Thread: [HACKERS] How can I find a specific collation in pg_collation when using ICU?

Hello,

I tried to find a particular collation name in pg_collation, but I
cannot understand the naming convention after reading the following
article.  Specifically, I want to find out whether there is some
collation equivalent to Japanese_CI_AS in SQL Server, which means
Japanese, case-insensitive, and accent sensitive.  Could you tell me
how to do this?  Is there any room to improve the PG manual?

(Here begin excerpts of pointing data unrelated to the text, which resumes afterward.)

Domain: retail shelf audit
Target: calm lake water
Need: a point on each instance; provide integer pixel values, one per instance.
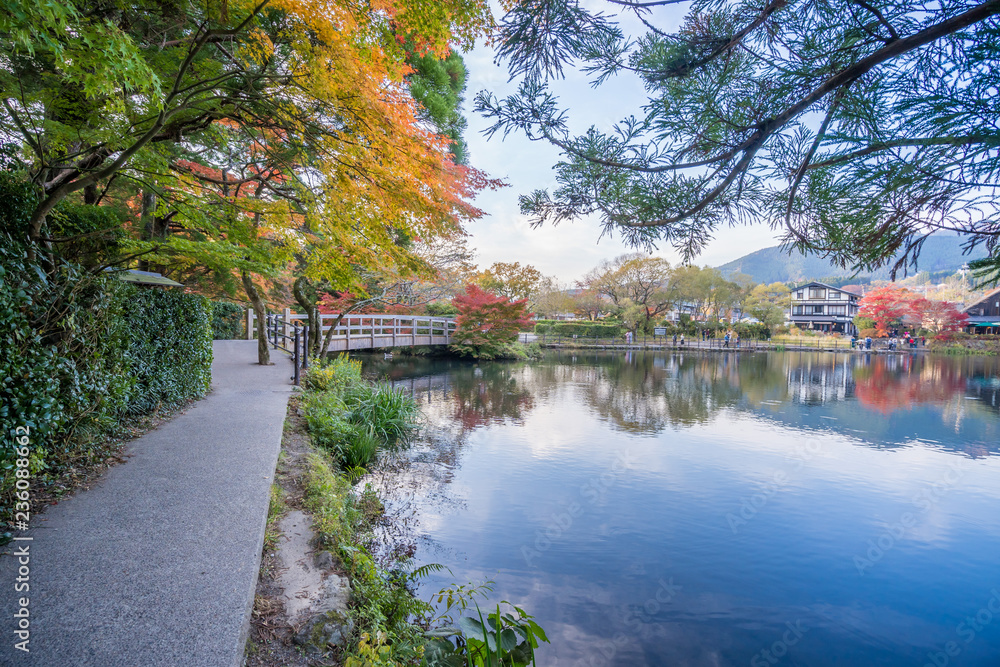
(720, 509)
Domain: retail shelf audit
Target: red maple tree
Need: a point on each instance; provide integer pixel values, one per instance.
(938, 316)
(486, 321)
(886, 306)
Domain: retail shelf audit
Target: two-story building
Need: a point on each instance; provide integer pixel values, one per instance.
(824, 308)
(984, 315)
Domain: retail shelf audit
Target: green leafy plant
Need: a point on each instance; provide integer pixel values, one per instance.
(502, 639)
(228, 320)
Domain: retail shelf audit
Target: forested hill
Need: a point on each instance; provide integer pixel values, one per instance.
(940, 253)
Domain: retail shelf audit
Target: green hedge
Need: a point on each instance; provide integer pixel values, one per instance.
(583, 329)
(83, 354)
(228, 320)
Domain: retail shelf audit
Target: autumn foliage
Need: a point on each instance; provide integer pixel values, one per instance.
(487, 322)
(892, 307)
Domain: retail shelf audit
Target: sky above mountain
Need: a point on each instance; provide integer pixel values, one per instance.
(570, 250)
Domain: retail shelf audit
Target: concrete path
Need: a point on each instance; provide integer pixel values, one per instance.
(157, 564)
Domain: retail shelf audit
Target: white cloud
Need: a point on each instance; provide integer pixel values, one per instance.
(569, 250)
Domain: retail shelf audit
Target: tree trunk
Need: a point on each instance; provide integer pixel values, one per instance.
(329, 334)
(260, 312)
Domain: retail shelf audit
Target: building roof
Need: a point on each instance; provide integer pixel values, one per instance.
(988, 297)
(816, 282)
(145, 278)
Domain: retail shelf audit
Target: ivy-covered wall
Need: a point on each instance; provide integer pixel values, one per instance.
(83, 355)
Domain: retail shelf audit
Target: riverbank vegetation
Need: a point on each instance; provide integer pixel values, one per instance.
(386, 623)
(963, 344)
(352, 418)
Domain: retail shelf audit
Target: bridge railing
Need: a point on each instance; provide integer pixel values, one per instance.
(359, 331)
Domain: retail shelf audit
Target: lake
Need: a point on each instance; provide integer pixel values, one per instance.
(656, 508)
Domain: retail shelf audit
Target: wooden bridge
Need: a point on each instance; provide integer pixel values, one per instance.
(365, 331)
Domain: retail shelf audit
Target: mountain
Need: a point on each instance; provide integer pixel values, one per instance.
(941, 253)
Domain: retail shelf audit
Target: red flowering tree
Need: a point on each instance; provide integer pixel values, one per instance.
(487, 324)
(886, 306)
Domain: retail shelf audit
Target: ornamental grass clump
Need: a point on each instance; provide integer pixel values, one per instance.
(353, 418)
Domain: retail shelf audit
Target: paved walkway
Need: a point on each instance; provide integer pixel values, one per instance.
(157, 564)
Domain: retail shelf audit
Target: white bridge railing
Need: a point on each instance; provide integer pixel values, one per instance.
(363, 331)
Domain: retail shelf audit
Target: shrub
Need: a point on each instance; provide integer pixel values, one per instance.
(352, 418)
(582, 329)
(336, 374)
(228, 320)
(116, 352)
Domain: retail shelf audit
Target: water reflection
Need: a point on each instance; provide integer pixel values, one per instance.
(651, 569)
(887, 400)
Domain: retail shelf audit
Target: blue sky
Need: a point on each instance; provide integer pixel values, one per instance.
(569, 250)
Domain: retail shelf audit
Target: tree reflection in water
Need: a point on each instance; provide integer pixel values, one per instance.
(647, 392)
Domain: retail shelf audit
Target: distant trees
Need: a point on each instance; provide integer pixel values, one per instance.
(938, 316)
(487, 323)
(892, 307)
(639, 287)
(769, 303)
(510, 279)
(886, 306)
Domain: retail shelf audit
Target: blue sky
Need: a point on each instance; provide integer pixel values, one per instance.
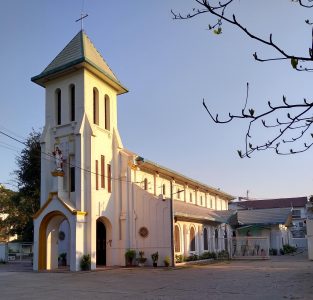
(169, 67)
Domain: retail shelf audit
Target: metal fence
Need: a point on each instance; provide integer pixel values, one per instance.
(250, 247)
(300, 243)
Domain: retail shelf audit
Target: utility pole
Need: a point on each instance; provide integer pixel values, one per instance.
(172, 227)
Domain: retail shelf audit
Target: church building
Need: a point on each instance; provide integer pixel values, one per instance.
(97, 197)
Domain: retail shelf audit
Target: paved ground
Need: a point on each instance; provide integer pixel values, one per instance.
(284, 277)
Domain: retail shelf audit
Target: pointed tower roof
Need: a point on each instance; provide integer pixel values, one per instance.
(78, 53)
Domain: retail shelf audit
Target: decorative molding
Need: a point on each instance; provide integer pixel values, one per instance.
(143, 232)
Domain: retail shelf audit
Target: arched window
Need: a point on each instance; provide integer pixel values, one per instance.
(145, 182)
(107, 112)
(192, 239)
(216, 238)
(58, 109)
(72, 102)
(95, 106)
(205, 239)
(177, 239)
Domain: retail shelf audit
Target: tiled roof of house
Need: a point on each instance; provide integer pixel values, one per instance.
(79, 50)
(268, 216)
(273, 203)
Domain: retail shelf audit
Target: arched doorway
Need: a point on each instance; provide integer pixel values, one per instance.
(101, 244)
(49, 235)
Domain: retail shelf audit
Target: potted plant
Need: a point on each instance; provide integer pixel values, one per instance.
(167, 261)
(85, 262)
(155, 258)
(62, 259)
(130, 254)
(141, 259)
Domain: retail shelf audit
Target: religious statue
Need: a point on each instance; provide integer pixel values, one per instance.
(58, 159)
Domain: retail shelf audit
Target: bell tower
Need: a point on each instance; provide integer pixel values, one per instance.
(78, 147)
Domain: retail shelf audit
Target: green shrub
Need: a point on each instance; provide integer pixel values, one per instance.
(85, 262)
(167, 261)
(130, 254)
(192, 257)
(179, 258)
(155, 257)
(273, 251)
(208, 255)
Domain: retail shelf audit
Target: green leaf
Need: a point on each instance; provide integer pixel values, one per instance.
(294, 62)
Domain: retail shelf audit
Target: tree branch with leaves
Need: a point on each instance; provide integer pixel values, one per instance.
(291, 121)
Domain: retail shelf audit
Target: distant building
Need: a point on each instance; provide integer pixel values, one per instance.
(296, 204)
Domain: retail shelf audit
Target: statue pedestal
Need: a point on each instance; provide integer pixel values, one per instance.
(57, 186)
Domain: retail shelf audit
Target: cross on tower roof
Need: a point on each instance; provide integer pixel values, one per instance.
(82, 17)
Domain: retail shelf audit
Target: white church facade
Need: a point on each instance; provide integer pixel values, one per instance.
(99, 198)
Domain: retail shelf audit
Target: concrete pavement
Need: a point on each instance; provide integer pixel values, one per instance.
(284, 277)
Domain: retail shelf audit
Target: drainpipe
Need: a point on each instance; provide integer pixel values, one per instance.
(172, 226)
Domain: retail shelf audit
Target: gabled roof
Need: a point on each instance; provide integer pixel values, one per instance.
(191, 211)
(152, 166)
(273, 203)
(79, 52)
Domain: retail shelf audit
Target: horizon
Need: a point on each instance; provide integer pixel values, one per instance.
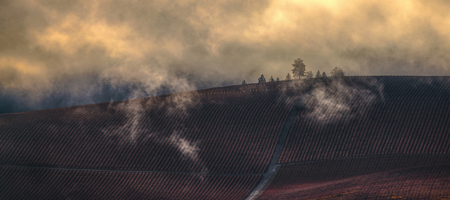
(63, 53)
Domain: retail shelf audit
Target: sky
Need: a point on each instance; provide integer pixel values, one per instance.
(57, 53)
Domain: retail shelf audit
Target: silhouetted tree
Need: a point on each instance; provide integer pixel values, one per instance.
(337, 72)
(261, 79)
(288, 77)
(318, 74)
(299, 68)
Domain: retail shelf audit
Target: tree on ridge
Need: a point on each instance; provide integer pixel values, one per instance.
(337, 72)
(318, 75)
(299, 68)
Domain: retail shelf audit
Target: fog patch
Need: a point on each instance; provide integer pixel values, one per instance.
(337, 100)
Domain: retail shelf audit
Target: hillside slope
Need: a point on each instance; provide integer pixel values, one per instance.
(280, 140)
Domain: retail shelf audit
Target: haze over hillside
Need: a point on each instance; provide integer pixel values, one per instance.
(62, 53)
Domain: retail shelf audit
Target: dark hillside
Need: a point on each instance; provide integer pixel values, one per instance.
(222, 143)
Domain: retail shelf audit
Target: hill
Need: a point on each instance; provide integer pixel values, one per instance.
(312, 138)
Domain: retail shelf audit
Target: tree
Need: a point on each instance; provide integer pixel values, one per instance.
(288, 77)
(299, 68)
(261, 79)
(337, 72)
(318, 74)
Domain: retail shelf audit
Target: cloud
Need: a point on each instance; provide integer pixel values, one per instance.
(153, 44)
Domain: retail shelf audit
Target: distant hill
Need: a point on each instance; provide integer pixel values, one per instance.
(352, 137)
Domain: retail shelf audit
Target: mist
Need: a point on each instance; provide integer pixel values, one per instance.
(64, 53)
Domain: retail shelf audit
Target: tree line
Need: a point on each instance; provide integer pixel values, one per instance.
(299, 71)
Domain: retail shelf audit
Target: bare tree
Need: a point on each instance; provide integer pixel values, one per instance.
(318, 75)
(299, 68)
(337, 72)
(288, 77)
(261, 79)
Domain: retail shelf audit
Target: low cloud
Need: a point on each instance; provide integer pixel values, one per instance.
(50, 47)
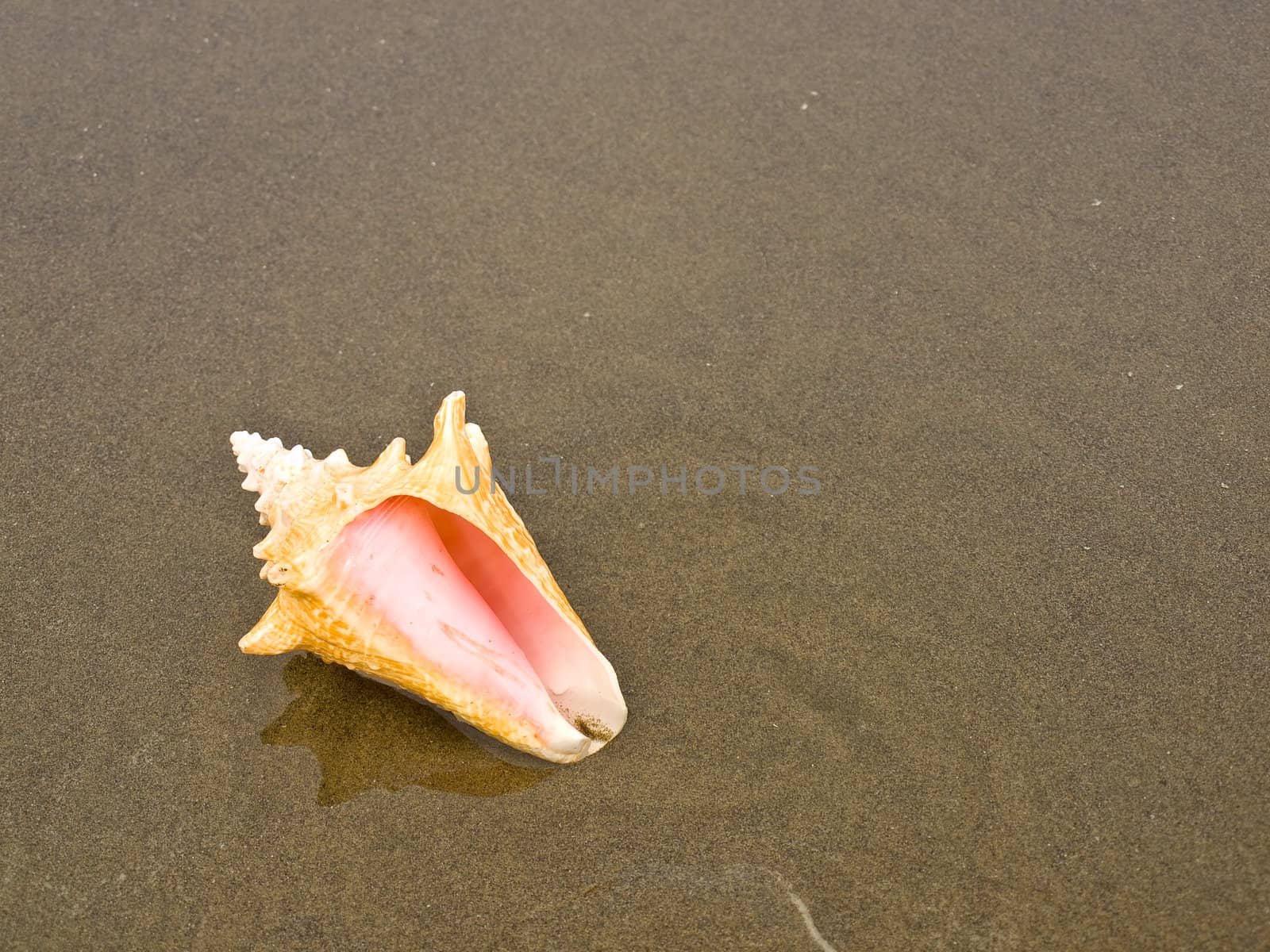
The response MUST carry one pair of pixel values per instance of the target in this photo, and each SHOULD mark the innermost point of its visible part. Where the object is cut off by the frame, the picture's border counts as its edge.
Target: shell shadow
(370, 736)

https://www.postgresql.org/docs/devel/static/collation.html
--------------------------------------------------
23.2.2.2.2. ICU collations

With ICU, it is not sensible to enumerate all possible locale names.
ICU uses a particular naming system for locales, but there are many
more ways to name
a locale than there are actually distinct locales. (In fact, any
string will be accepted as a locale name.) See
http://userguide.icu-project.org/locale
for information on ICU locale naming.
--------------------------------------------------


Regards
MauMau




Re: [HACKERS] How can I find a specific collation in pg_collationwhen using ICU?

From
Peter Eisentraut
Date:
On 8/9/17 08:38, MauMau wrote:
> I tried to find a particular collation name in pg_collation, but I
> cannot understand the naming convention after reading the following
> article.  Specifically, I want to find out whether there is some
> collation equivalent to Japanese_CI_AS in SQL Server, which means
> Japanese, case-insensitive, and accent sensitive.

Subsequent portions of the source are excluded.